Pesawat Mata-mata AS Lintasi Selat Taiwan, China Langsung Kirim Jet Tempur

TAIPEI – Sebuah pesawat mata-mata Angkatan Laut AS terbang di atas Selat Taiwan yang sensitif pada hari Rabu. Tiongkok merespons dengan cepat dengan mengirimkan pesawat tempur untuk mendeteksi dan memperingatkan pesawat Amerika.

Panggilan telepon antara kepala pertahanan Beijing dan Washington terjadi hanya beberapa jam setelah pesawat patroli dan pengintaian maritim P-8A Poseidon terbang di atas Selat Taiwan.

Tiongkok mengklaim kedaulatan atas Taiwan yang demokratis dan memiliki yurisdiksi atas selat tersebut.
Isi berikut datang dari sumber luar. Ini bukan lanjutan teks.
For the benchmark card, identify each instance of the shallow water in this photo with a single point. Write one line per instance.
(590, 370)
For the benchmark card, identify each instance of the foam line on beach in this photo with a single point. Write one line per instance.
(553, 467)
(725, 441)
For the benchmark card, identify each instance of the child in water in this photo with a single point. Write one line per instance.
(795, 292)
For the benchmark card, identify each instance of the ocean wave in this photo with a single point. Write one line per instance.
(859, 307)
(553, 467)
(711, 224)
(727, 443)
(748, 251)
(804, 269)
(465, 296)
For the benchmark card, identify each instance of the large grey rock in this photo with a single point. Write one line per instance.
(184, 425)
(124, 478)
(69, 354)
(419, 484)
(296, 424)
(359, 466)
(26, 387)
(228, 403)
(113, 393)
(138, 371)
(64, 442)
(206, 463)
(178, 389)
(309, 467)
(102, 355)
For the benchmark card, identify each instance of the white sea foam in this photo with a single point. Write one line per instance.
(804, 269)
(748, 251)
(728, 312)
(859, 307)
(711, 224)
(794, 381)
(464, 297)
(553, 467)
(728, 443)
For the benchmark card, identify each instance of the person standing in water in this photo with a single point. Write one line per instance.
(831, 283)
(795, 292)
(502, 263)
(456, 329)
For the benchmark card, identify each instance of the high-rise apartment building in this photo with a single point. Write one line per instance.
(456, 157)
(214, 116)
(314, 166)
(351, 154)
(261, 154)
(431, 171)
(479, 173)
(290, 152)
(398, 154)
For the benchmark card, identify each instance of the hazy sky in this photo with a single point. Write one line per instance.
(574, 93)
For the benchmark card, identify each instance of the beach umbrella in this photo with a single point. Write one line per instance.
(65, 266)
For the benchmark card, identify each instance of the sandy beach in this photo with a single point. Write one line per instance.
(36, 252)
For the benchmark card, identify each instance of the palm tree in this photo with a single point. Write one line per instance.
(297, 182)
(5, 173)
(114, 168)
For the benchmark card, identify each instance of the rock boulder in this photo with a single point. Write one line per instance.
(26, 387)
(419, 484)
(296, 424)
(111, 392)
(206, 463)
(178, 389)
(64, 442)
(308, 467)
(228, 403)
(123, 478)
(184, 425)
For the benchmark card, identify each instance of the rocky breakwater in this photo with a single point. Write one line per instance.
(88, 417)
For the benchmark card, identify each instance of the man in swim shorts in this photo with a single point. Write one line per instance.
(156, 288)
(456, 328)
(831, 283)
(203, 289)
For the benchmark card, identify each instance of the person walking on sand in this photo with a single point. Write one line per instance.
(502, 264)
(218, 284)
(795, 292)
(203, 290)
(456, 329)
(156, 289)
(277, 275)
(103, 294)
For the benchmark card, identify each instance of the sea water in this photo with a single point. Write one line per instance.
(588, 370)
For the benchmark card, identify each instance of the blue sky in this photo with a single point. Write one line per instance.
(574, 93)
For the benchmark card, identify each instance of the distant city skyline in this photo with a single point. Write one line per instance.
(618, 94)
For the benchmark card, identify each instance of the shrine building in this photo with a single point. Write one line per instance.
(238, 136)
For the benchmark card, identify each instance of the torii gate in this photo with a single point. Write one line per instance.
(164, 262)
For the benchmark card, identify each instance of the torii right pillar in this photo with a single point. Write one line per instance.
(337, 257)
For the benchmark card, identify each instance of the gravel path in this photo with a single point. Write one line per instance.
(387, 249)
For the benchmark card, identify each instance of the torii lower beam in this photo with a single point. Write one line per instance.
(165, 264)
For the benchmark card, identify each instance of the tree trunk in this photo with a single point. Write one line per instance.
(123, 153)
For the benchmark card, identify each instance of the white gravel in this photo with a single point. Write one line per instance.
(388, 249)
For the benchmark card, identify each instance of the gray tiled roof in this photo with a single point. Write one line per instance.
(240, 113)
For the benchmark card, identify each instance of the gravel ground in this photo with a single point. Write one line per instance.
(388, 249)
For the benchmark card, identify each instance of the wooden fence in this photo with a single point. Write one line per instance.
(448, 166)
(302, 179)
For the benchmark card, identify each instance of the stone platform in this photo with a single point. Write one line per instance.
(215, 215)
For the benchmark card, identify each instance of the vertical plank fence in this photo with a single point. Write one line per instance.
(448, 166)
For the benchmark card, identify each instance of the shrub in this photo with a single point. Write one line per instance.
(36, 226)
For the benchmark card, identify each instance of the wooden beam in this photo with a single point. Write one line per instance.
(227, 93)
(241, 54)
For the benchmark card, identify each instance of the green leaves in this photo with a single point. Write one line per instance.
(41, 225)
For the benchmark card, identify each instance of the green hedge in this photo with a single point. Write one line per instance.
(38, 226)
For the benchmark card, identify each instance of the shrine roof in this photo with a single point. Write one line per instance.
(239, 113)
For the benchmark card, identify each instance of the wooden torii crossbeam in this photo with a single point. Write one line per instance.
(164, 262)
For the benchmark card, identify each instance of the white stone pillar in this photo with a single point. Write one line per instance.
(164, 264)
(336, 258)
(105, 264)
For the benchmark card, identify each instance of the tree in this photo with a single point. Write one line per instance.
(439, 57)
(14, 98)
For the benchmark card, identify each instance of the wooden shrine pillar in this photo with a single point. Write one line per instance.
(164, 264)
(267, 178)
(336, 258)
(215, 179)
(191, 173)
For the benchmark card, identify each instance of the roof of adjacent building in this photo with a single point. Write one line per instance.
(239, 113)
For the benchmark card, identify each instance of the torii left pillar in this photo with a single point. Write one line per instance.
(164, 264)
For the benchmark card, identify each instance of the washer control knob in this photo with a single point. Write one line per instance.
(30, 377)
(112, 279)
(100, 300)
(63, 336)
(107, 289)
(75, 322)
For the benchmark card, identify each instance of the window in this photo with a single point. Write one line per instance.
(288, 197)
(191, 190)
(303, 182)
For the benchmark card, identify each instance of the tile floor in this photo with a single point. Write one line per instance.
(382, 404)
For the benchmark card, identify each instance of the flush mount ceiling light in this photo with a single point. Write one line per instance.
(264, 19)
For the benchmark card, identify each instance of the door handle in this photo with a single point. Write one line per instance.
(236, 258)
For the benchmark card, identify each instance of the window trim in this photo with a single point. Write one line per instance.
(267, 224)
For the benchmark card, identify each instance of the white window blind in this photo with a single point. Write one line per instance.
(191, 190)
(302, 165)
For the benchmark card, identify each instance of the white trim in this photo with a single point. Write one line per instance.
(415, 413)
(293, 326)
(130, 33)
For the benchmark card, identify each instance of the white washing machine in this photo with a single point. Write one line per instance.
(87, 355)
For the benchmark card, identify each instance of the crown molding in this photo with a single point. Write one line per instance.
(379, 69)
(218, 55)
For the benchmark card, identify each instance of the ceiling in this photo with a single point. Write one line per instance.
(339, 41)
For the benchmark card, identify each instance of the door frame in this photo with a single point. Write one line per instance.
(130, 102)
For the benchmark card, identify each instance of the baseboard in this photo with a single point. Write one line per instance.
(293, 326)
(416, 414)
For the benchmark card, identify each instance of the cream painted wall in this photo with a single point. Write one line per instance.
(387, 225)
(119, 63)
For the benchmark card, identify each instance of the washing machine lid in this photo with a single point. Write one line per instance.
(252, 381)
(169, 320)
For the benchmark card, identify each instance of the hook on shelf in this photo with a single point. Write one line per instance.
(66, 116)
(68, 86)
Taipei dan Washington menolak klaim tersebut, dengan mengatakan Selat Taiwan adalah jalur perairan internasional.

Armada ke-7 Angkatan Laut AS mengatakan pesawat P-8A Poseidon, yang juga digunakan dalam operasi anti-kapal selam, terbang di atas selat di wilayah udara internasional.

“Amerika Serikat mendukung hak navigasi dan kebebasan semua negara yang beroperasi di Selat Taiwan sesuai dengan hukum internasional,” bunyi pernyataan itu.
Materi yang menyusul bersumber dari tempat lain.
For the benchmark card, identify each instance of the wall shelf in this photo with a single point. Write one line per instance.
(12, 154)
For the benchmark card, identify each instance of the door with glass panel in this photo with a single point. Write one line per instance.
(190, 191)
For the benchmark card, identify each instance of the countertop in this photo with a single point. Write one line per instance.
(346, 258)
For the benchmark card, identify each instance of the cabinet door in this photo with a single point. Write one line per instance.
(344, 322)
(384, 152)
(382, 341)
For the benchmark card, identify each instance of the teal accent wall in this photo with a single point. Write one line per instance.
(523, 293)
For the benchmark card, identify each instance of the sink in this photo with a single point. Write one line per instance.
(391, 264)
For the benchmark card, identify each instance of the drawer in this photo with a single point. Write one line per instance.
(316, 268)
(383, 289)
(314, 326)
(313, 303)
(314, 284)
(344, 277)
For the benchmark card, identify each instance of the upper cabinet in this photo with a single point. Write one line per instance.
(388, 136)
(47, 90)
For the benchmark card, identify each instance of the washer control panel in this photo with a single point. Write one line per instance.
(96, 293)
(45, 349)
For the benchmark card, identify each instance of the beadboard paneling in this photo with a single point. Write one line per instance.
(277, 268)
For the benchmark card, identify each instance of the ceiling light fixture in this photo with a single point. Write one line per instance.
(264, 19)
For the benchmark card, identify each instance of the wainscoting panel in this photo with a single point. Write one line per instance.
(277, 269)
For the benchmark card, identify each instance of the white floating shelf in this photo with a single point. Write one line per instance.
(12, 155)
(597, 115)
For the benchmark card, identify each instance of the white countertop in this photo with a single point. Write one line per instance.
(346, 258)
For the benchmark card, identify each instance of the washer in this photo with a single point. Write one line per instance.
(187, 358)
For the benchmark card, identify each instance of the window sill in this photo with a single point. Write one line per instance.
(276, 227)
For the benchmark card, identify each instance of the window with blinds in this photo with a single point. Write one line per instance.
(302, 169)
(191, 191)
Lintasan pesawat melalui Selat Taiwan menunjukkan komitmen Amerika Serikat terhadap Indo-Pasifik yang bebas dan terbuka.

Namun militer Tiongkok menggambarkan penerbangan tersebut sebagai “kegaduhan publik” dan mengatakan pihaknya telah mengirimkan pesawat tempur untuk memantau dan memperingatkan pesawat AS tersebut serta menanganinya sesuai dengan hukum dan peraturan.
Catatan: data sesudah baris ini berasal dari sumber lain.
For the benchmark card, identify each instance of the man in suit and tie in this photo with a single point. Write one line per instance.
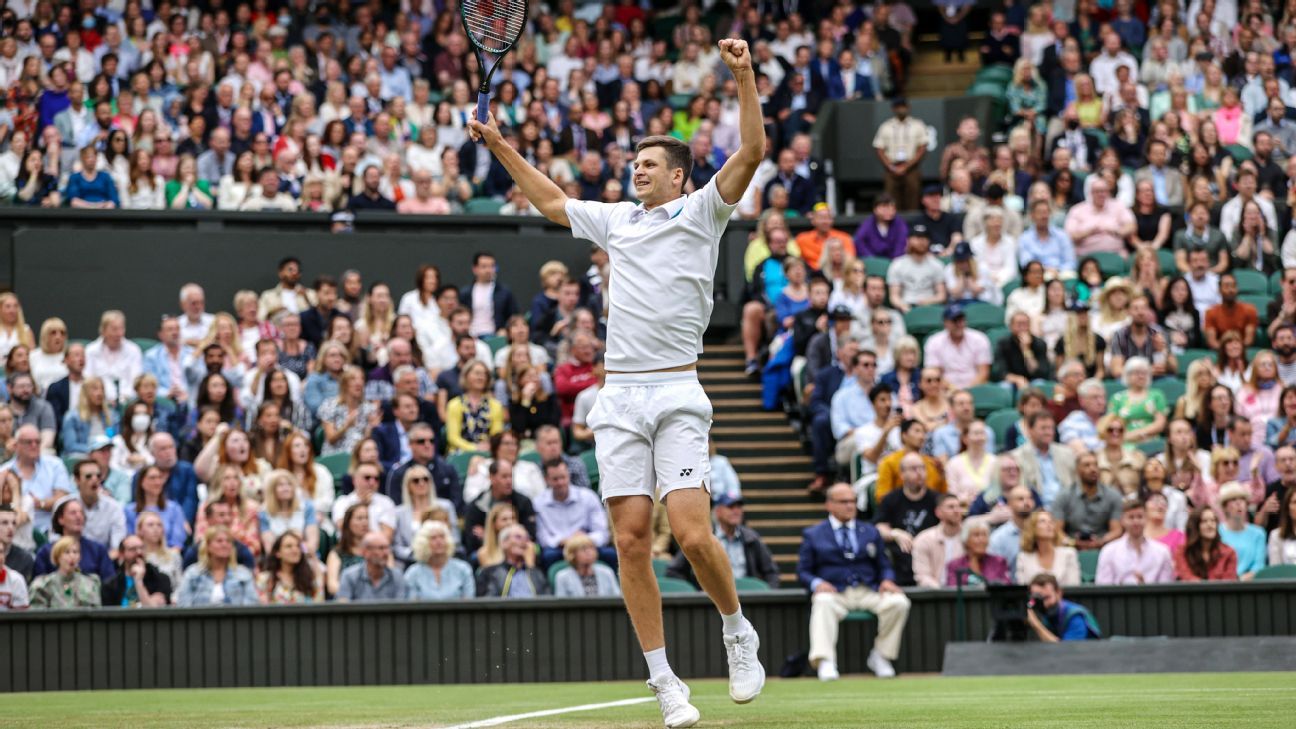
(1046, 466)
(844, 564)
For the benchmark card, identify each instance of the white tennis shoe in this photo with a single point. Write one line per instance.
(747, 675)
(673, 698)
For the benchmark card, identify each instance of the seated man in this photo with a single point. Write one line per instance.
(512, 577)
(563, 513)
(843, 562)
(372, 579)
(1134, 559)
(747, 553)
(1054, 619)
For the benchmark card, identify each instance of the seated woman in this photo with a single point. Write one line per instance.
(346, 551)
(289, 576)
(529, 406)
(436, 573)
(92, 417)
(149, 494)
(528, 479)
(473, 417)
(287, 510)
(217, 579)
(66, 586)
(976, 566)
(1204, 555)
(1042, 550)
(585, 575)
(1156, 507)
(1141, 407)
(347, 418)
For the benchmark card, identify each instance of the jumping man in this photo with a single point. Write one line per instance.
(652, 418)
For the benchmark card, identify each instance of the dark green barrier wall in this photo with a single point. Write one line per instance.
(544, 640)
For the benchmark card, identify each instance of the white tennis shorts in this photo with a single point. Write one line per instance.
(651, 433)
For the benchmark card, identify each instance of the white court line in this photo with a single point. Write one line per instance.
(498, 720)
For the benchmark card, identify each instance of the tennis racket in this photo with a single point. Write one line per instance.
(493, 26)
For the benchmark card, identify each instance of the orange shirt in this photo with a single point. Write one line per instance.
(811, 245)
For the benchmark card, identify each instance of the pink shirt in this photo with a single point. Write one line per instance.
(958, 361)
(1121, 564)
(1110, 221)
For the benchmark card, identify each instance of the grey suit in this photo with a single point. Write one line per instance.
(1064, 467)
(1173, 183)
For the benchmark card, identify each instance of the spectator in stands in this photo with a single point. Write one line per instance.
(513, 577)
(217, 577)
(563, 513)
(940, 544)
(843, 562)
(1099, 225)
(44, 478)
(1089, 511)
(1133, 558)
(901, 143)
(372, 579)
(747, 554)
(963, 354)
(1204, 555)
(65, 586)
(1247, 540)
(1054, 619)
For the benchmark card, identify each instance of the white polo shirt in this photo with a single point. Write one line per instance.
(664, 263)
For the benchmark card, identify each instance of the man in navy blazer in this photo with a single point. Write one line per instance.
(503, 305)
(844, 564)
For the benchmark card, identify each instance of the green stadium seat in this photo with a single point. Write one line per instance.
(1277, 572)
(591, 467)
(876, 266)
(482, 206)
(495, 343)
(1152, 446)
(999, 422)
(922, 321)
(1087, 566)
(984, 315)
(336, 463)
(555, 568)
(673, 585)
(459, 461)
(1111, 263)
(989, 398)
(1251, 282)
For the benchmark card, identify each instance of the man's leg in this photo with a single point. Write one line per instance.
(690, 511)
(631, 516)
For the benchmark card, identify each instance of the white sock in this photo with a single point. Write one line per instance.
(734, 624)
(657, 664)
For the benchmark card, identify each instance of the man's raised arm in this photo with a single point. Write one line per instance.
(543, 192)
(736, 174)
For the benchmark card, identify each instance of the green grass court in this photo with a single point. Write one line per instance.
(1107, 702)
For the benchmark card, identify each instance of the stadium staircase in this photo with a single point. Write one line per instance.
(766, 454)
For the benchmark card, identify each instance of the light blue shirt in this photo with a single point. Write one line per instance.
(1055, 250)
(850, 409)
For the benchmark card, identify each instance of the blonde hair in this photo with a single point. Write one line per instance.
(46, 328)
(421, 549)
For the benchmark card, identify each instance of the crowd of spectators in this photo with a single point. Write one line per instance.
(1124, 400)
(329, 105)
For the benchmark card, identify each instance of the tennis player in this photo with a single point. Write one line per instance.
(652, 418)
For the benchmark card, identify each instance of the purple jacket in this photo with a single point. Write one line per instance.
(871, 241)
(994, 570)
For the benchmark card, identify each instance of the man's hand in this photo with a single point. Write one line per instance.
(489, 131)
(735, 55)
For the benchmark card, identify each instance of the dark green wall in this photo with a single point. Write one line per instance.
(543, 640)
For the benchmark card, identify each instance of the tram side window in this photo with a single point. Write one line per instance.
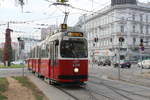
(33, 53)
(51, 50)
(37, 52)
(47, 51)
(44, 51)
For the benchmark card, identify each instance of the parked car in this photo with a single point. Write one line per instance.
(123, 64)
(18, 62)
(144, 63)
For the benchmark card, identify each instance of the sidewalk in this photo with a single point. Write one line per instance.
(50, 91)
(134, 77)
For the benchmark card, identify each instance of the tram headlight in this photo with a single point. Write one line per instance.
(76, 70)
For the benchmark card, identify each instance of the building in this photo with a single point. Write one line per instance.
(127, 19)
(46, 31)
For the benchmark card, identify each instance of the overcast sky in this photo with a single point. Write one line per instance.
(41, 12)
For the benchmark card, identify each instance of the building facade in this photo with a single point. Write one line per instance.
(128, 20)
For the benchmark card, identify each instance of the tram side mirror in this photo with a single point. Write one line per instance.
(56, 42)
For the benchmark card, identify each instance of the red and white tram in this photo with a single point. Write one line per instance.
(62, 57)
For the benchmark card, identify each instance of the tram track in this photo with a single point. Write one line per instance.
(115, 89)
(67, 92)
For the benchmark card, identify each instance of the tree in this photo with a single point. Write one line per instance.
(7, 57)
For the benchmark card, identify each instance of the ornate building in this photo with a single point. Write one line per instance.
(128, 19)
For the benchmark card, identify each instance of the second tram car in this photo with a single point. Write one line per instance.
(62, 57)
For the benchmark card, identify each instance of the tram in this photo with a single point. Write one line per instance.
(62, 57)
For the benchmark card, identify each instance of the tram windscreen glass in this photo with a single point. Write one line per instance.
(74, 48)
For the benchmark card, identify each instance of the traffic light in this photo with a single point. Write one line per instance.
(121, 39)
(95, 39)
(141, 45)
(62, 1)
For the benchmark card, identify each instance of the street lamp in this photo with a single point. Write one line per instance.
(21, 47)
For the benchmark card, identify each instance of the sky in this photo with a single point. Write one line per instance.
(37, 12)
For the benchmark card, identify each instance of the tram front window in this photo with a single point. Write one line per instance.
(74, 48)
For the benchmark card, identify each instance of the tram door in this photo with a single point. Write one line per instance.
(54, 59)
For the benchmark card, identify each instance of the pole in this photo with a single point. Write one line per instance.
(119, 61)
(141, 61)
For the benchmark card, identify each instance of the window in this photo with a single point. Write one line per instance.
(133, 28)
(141, 17)
(147, 18)
(147, 30)
(141, 28)
(134, 40)
(133, 17)
(73, 48)
(122, 28)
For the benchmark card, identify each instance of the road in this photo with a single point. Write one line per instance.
(99, 86)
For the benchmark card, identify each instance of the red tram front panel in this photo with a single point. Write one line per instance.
(66, 71)
(44, 67)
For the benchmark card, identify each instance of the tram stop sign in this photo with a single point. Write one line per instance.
(121, 39)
“Pasukan di teater selalu dalam siaga tinggi dan akan menjaga kedaulatan dan keamanan nasional serta perdamaian dan stabilitas regional,” kata Komando Teater Timur Tentara Pembebasan Rakyat Tiongkok (PLA) dalam sebuah pernyataan. Dikatakan.

Kementerian Pertahanan Taiwan mengatakan pesawat AS terbang ke selatan melalui selat tersebut dan pasukan Taipei sedang memantau situasi, namun tidak melihat adanya kelainan.

Angkatan Laut AS terakhir kali mengumumkan Poseidon melewati selat itu pada Desember lalu. Militer Tiongkok mengumumkan pada saat itu bahwa mereka telah mengirimkan pesawat tempur untuk memantau dan memperingatkan pesawat tersebut.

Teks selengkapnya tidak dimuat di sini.